• U.S. Bancorp reported record second-quarter revenue of $7.71 billion, a 10% increase from the same period last year.
  • Net income rose to $2.18 billion, or $1.35 per share, beating the $1.28 consensus estimate from analysts polled by FactSet.
  • The bank said loan portfolio growth drove a 7.4% increase in its provision for credit losses, to $538 million, while noninterest expenses rose 5.9% partly due to the acquisition of BTIG.
  • Chief Executive Gunjan Kedia said the bank entered the second half with a favorable economic backdrop and strong momentum following the BTIG acquisition.

Profit beats analyst estimates; BTIG acquisition contributed to revenue growth

U.S. Bancorp on Thursday reported record second-quarter revenue of $7.71 billion, a 10% increase from a year earlier, driven by strong loan growth, broad fee momentum and a partial-month contribution from its recently completed acquisition of financial-services firm BTIG.
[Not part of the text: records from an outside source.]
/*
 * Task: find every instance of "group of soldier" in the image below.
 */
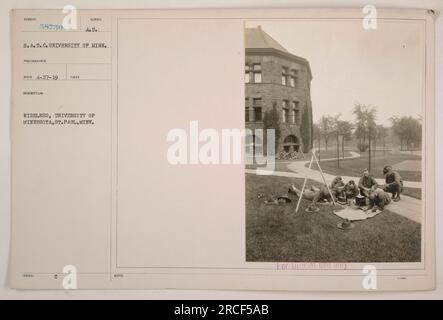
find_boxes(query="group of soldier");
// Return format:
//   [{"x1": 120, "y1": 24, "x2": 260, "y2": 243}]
[{"x1": 289, "y1": 166, "x2": 403, "y2": 211}]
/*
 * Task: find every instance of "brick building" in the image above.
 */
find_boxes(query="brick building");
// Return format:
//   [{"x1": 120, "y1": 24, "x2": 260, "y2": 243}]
[{"x1": 245, "y1": 26, "x2": 313, "y2": 155}]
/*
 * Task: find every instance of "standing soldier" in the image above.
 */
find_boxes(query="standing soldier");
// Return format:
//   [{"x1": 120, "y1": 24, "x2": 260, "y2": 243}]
[{"x1": 383, "y1": 166, "x2": 403, "y2": 202}]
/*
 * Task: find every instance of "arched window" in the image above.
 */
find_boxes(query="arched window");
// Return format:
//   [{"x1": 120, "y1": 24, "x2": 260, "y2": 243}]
[{"x1": 283, "y1": 134, "x2": 300, "y2": 152}]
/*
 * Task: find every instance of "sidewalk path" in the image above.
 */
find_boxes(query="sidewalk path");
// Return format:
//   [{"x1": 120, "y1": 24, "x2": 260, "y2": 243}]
[{"x1": 245, "y1": 151, "x2": 422, "y2": 223}]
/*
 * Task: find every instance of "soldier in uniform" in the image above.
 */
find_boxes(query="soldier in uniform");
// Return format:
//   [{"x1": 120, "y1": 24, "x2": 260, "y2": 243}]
[
  {"x1": 383, "y1": 166, "x2": 403, "y2": 201},
  {"x1": 331, "y1": 176, "x2": 345, "y2": 199},
  {"x1": 288, "y1": 185, "x2": 332, "y2": 205}
]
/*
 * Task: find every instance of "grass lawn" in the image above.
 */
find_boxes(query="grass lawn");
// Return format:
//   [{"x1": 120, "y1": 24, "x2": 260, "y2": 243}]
[{"x1": 246, "y1": 174, "x2": 421, "y2": 263}]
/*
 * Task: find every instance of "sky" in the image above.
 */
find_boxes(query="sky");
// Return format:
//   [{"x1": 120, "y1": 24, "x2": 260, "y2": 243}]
[{"x1": 246, "y1": 19, "x2": 425, "y2": 126}]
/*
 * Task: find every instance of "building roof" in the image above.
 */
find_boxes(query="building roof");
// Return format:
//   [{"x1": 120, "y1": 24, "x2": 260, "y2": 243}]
[
  {"x1": 245, "y1": 26, "x2": 312, "y2": 79},
  {"x1": 245, "y1": 26, "x2": 289, "y2": 53}
]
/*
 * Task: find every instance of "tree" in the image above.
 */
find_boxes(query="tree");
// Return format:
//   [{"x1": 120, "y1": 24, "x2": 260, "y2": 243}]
[
  {"x1": 390, "y1": 116, "x2": 422, "y2": 150},
  {"x1": 263, "y1": 101, "x2": 281, "y2": 154},
  {"x1": 319, "y1": 115, "x2": 334, "y2": 151}
]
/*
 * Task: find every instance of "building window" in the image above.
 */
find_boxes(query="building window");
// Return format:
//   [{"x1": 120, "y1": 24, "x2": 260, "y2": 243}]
[
  {"x1": 245, "y1": 65, "x2": 251, "y2": 83},
  {"x1": 252, "y1": 98, "x2": 262, "y2": 121},
  {"x1": 245, "y1": 98, "x2": 249, "y2": 122},
  {"x1": 289, "y1": 69, "x2": 298, "y2": 87},
  {"x1": 252, "y1": 64, "x2": 262, "y2": 83},
  {"x1": 281, "y1": 67, "x2": 288, "y2": 86},
  {"x1": 282, "y1": 100, "x2": 289, "y2": 123}
]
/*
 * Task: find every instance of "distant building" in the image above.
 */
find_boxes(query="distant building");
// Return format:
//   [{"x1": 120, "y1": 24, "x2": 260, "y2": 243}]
[{"x1": 245, "y1": 26, "x2": 313, "y2": 154}]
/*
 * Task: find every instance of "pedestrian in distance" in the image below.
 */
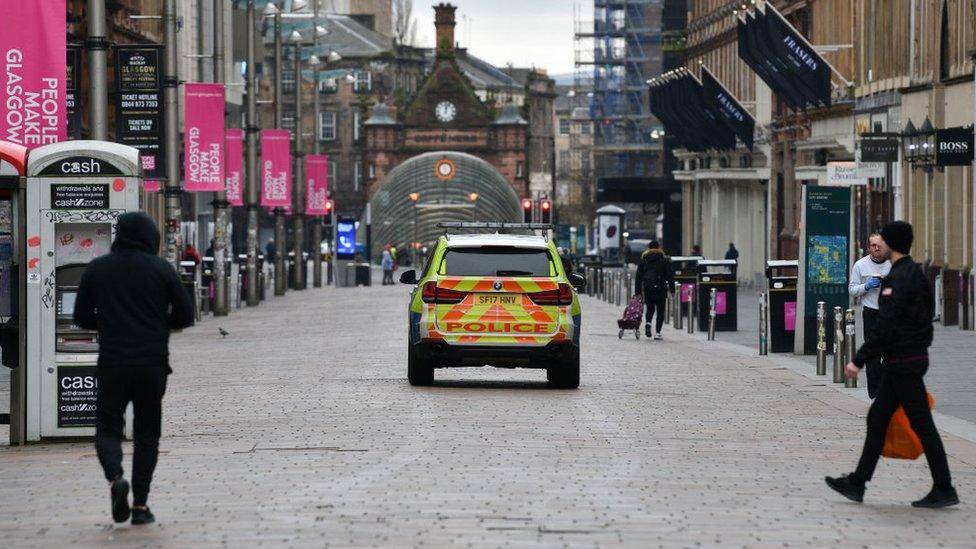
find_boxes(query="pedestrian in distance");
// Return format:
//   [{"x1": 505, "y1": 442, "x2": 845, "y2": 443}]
[
  {"x1": 380, "y1": 244, "x2": 395, "y2": 286},
  {"x1": 634, "y1": 240, "x2": 673, "y2": 340},
  {"x1": 824, "y1": 221, "x2": 959, "y2": 508},
  {"x1": 847, "y1": 233, "x2": 891, "y2": 398},
  {"x1": 725, "y1": 242, "x2": 739, "y2": 261},
  {"x1": 74, "y1": 212, "x2": 193, "y2": 524}
]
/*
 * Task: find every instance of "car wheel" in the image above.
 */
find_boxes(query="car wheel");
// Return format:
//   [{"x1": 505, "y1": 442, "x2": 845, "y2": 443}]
[
  {"x1": 546, "y1": 351, "x2": 579, "y2": 389},
  {"x1": 407, "y1": 344, "x2": 434, "y2": 385}
]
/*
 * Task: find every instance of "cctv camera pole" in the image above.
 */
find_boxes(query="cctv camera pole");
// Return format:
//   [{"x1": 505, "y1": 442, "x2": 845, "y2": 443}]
[
  {"x1": 85, "y1": 0, "x2": 108, "y2": 141},
  {"x1": 274, "y1": 11, "x2": 288, "y2": 296},
  {"x1": 244, "y1": 0, "x2": 261, "y2": 307},
  {"x1": 163, "y1": 0, "x2": 183, "y2": 270},
  {"x1": 291, "y1": 40, "x2": 304, "y2": 290},
  {"x1": 213, "y1": 0, "x2": 230, "y2": 316},
  {"x1": 311, "y1": 0, "x2": 328, "y2": 288}
]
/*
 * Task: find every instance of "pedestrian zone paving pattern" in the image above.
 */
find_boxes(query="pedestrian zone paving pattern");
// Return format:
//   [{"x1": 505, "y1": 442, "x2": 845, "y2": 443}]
[{"x1": 0, "y1": 285, "x2": 976, "y2": 547}]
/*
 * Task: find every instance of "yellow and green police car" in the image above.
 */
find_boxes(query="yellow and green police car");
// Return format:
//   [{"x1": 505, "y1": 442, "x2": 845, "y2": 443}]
[{"x1": 400, "y1": 223, "x2": 586, "y2": 388}]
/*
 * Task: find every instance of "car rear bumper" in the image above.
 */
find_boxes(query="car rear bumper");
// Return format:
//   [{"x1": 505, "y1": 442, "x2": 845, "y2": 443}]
[{"x1": 414, "y1": 340, "x2": 579, "y2": 368}]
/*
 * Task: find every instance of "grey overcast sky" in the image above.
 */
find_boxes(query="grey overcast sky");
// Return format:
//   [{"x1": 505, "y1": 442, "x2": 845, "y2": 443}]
[{"x1": 413, "y1": 0, "x2": 580, "y2": 74}]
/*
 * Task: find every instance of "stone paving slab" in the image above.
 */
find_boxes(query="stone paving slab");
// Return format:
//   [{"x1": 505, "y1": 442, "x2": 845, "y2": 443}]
[{"x1": 0, "y1": 280, "x2": 976, "y2": 547}]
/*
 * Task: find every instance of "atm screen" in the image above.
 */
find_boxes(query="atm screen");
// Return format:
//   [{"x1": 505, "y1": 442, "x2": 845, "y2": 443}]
[{"x1": 58, "y1": 292, "x2": 78, "y2": 316}]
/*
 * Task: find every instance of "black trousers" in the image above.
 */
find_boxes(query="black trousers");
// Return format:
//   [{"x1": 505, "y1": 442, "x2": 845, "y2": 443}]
[
  {"x1": 642, "y1": 289, "x2": 667, "y2": 333},
  {"x1": 95, "y1": 366, "x2": 169, "y2": 506},
  {"x1": 854, "y1": 359, "x2": 952, "y2": 488},
  {"x1": 861, "y1": 307, "x2": 882, "y2": 398}
]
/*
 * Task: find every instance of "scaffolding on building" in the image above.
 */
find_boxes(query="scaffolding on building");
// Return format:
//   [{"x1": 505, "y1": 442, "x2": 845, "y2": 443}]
[{"x1": 571, "y1": 0, "x2": 663, "y2": 178}]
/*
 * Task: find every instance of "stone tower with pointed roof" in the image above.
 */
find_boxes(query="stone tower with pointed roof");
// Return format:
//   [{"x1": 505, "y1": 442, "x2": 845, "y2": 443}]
[{"x1": 364, "y1": 3, "x2": 528, "y2": 198}]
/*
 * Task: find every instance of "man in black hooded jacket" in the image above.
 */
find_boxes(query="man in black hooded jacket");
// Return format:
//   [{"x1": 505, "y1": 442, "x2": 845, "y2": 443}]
[
  {"x1": 634, "y1": 240, "x2": 673, "y2": 339},
  {"x1": 74, "y1": 212, "x2": 193, "y2": 524}
]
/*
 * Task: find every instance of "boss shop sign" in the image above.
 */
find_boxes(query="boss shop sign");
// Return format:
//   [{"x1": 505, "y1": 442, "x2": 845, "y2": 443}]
[{"x1": 57, "y1": 365, "x2": 98, "y2": 428}]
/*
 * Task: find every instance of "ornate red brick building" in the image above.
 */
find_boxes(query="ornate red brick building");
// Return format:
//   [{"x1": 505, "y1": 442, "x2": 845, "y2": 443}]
[{"x1": 364, "y1": 3, "x2": 528, "y2": 199}]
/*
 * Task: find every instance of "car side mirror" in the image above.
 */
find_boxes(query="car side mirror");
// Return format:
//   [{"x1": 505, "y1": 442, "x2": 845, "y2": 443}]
[
  {"x1": 569, "y1": 273, "x2": 586, "y2": 291},
  {"x1": 400, "y1": 269, "x2": 417, "y2": 286}
]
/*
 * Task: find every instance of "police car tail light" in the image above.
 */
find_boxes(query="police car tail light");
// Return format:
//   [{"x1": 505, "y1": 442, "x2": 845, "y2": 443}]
[
  {"x1": 421, "y1": 281, "x2": 468, "y2": 304},
  {"x1": 528, "y1": 283, "x2": 573, "y2": 305}
]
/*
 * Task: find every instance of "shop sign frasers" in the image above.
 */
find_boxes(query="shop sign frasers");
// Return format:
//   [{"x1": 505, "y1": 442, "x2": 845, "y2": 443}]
[{"x1": 51, "y1": 183, "x2": 109, "y2": 210}]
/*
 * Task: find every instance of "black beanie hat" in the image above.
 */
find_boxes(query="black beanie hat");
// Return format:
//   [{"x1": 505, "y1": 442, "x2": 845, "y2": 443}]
[{"x1": 881, "y1": 221, "x2": 915, "y2": 255}]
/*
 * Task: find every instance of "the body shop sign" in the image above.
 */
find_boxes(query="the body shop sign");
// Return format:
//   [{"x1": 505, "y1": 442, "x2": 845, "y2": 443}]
[
  {"x1": 258, "y1": 130, "x2": 291, "y2": 208},
  {"x1": 935, "y1": 127, "x2": 973, "y2": 166},
  {"x1": 0, "y1": 0, "x2": 68, "y2": 148},
  {"x1": 305, "y1": 154, "x2": 329, "y2": 215},
  {"x1": 183, "y1": 83, "x2": 225, "y2": 192}
]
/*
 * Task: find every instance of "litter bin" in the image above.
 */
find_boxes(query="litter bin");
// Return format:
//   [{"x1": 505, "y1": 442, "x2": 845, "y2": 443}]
[
  {"x1": 698, "y1": 259, "x2": 739, "y2": 332},
  {"x1": 671, "y1": 255, "x2": 703, "y2": 316},
  {"x1": 766, "y1": 259, "x2": 800, "y2": 353}
]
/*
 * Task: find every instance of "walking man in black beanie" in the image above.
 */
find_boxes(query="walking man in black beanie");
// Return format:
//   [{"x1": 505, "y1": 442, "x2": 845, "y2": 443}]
[{"x1": 824, "y1": 217, "x2": 959, "y2": 508}]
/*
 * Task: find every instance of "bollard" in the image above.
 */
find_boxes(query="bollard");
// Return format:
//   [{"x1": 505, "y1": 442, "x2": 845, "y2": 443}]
[
  {"x1": 844, "y1": 309, "x2": 857, "y2": 389},
  {"x1": 834, "y1": 307, "x2": 845, "y2": 383},
  {"x1": 759, "y1": 292, "x2": 769, "y2": 356},
  {"x1": 817, "y1": 301, "x2": 827, "y2": 376},
  {"x1": 708, "y1": 288, "x2": 718, "y2": 341}
]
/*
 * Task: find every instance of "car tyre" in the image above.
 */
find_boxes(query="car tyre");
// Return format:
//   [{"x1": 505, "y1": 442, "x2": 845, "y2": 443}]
[
  {"x1": 546, "y1": 351, "x2": 579, "y2": 389},
  {"x1": 407, "y1": 344, "x2": 434, "y2": 386}
]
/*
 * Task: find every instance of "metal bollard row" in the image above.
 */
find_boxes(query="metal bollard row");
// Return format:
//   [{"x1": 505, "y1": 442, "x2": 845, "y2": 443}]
[{"x1": 817, "y1": 301, "x2": 827, "y2": 376}]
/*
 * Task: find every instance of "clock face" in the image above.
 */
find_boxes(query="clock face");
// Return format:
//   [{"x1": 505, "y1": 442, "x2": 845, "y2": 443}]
[{"x1": 434, "y1": 101, "x2": 457, "y2": 122}]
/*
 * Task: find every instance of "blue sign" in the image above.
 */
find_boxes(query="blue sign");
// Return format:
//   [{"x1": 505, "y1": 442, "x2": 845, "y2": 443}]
[{"x1": 336, "y1": 219, "x2": 356, "y2": 259}]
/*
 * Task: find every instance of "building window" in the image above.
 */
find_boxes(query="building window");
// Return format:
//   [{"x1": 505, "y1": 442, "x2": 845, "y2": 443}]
[
  {"x1": 352, "y1": 71, "x2": 373, "y2": 93},
  {"x1": 319, "y1": 111, "x2": 335, "y2": 141},
  {"x1": 279, "y1": 69, "x2": 295, "y2": 93}
]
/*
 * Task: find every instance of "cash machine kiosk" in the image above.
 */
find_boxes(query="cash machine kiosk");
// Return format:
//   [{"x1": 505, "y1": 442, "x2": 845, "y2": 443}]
[{"x1": 11, "y1": 141, "x2": 142, "y2": 443}]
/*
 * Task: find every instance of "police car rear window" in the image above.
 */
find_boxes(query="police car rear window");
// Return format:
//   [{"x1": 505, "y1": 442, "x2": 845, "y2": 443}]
[{"x1": 441, "y1": 246, "x2": 551, "y2": 276}]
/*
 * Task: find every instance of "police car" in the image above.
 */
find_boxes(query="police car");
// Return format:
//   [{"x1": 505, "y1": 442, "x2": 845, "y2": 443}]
[{"x1": 400, "y1": 223, "x2": 586, "y2": 388}]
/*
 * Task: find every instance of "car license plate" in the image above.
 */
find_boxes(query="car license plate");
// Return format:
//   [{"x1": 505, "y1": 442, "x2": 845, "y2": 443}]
[{"x1": 474, "y1": 294, "x2": 521, "y2": 305}]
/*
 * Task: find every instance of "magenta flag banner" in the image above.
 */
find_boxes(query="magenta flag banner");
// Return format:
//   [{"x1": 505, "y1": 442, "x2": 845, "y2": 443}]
[
  {"x1": 305, "y1": 154, "x2": 329, "y2": 215},
  {"x1": 183, "y1": 82, "x2": 225, "y2": 192},
  {"x1": 259, "y1": 130, "x2": 291, "y2": 208},
  {"x1": 224, "y1": 128, "x2": 244, "y2": 206},
  {"x1": 0, "y1": 0, "x2": 68, "y2": 149}
]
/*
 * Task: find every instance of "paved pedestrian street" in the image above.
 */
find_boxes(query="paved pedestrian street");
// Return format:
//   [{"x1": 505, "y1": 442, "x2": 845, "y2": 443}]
[{"x1": 0, "y1": 285, "x2": 976, "y2": 547}]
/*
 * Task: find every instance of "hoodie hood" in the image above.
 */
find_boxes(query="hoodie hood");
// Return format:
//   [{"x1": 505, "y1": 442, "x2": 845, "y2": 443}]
[{"x1": 112, "y1": 212, "x2": 159, "y2": 255}]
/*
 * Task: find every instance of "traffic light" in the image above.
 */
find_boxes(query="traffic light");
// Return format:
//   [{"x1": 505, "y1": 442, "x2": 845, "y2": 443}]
[
  {"x1": 322, "y1": 198, "x2": 335, "y2": 225},
  {"x1": 522, "y1": 198, "x2": 533, "y2": 223},
  {"x1": 539, "y1": 198, "x2": 552, "y2": 225}
]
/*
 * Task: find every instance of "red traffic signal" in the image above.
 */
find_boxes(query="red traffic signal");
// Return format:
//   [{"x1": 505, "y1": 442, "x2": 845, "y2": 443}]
[
  {"x1": 522, "y1": 198, "x2": 533, "y2": 223},
  {"x1": 539, "y1": 198, "x2": 552, "y2": 224}
]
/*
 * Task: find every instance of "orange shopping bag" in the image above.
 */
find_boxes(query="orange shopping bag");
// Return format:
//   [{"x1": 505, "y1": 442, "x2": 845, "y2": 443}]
[{"x1": 881, "y1": 392, "x2": 935, "y2": 459}]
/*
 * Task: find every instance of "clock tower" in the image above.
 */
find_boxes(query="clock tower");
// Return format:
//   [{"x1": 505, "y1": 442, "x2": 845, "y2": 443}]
[{"x1": 364, "y1": 3, "x2": 528, "y2": 198}]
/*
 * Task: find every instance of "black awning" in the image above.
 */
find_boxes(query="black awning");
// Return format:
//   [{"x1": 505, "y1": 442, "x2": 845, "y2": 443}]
[
  {"x1": 736, "y1": 4, "x2": 831, "y2": 110},
  {"x1": 702, "y1": 65, "x2": 756, "y2": 151},
  {"x1": 650, "y1": 70, "x2": 735, "y2": 152},
  {"x1": 765, "y1": 6, "x2": 830, "y2": 107}
]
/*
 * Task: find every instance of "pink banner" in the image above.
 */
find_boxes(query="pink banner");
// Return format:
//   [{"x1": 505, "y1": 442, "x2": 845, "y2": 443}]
[
  {"x1": 224, "y1": 128, "x2": 244, "y2": 206},
  {"x1": 0, "y1": 0, "x2": 68, "y2": 149},
  {"x1": 783, "y1": 301, "x2": 796, "y2": 332},
  {"x1": 258, "y1": 130, "x2": 291, "y2": 208},
  {"x1": 183, "y1": 82, "x2": 225, "y2": 192},
  {"x1": 305, "y1": 154, "x2": 329, "y2": 215}
]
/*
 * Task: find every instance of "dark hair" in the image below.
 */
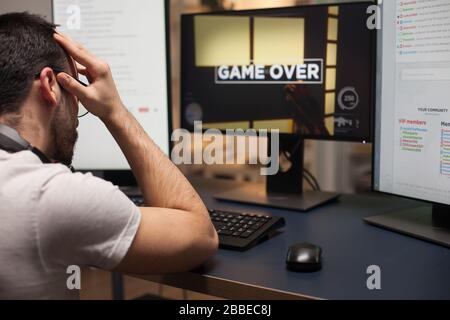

Net income rose to $2.18 billion, or $1.35 per share, from $1.82 billion, or $1.11 per share, in the year-ago quarter. Earnings per share beat the $1.28 mean estimate of analysts polled by FactSet.

Net interest income on a taxable-equivalent basis rose 7.5% to $4.39 billion, while noninterest income increased 13.7% to $3.33 billion. Total revenue of $7.71 billion topped the $7.58 billion analysts had anticipated.

The bank set aside $538 million for credit losses in the quarter, down from $576 million in the first quarter but up from $501 million in the second quarter of 2025. U.S. Bancorp said the 7.4% increase in its provision was primarily due to loan portfolio growth.

Noninterest expenses increased 5.9%, which the bank attributed largely to the BTIG acquisition, higher compensation and employee benefits, increased technology and communications spending, and higher marketing and business development costs.

U.S. Bancorp said in June it would raise its quarterly stock dividend by 3.8% to 54 cents a share after passing the Federal Reserve’s Dodd-Frank Act stress test. Earlier that month, it finalized the acquisition of BTIG for up to $1 billion, a move aimed at expanding its markets-based product set and revenue.

The company ended the quarter with a common equity Tier 1 capital ratio of 10.8%, unchanged from the prior quarter.

Chief Executive Gunjan Kedia said the bank began the second half of the year with a favorable economic backdrop and strong momentum, and that the BTIG acquisition strengthened its capital markets capabilities and provided additional opportunities to deepen client relationships.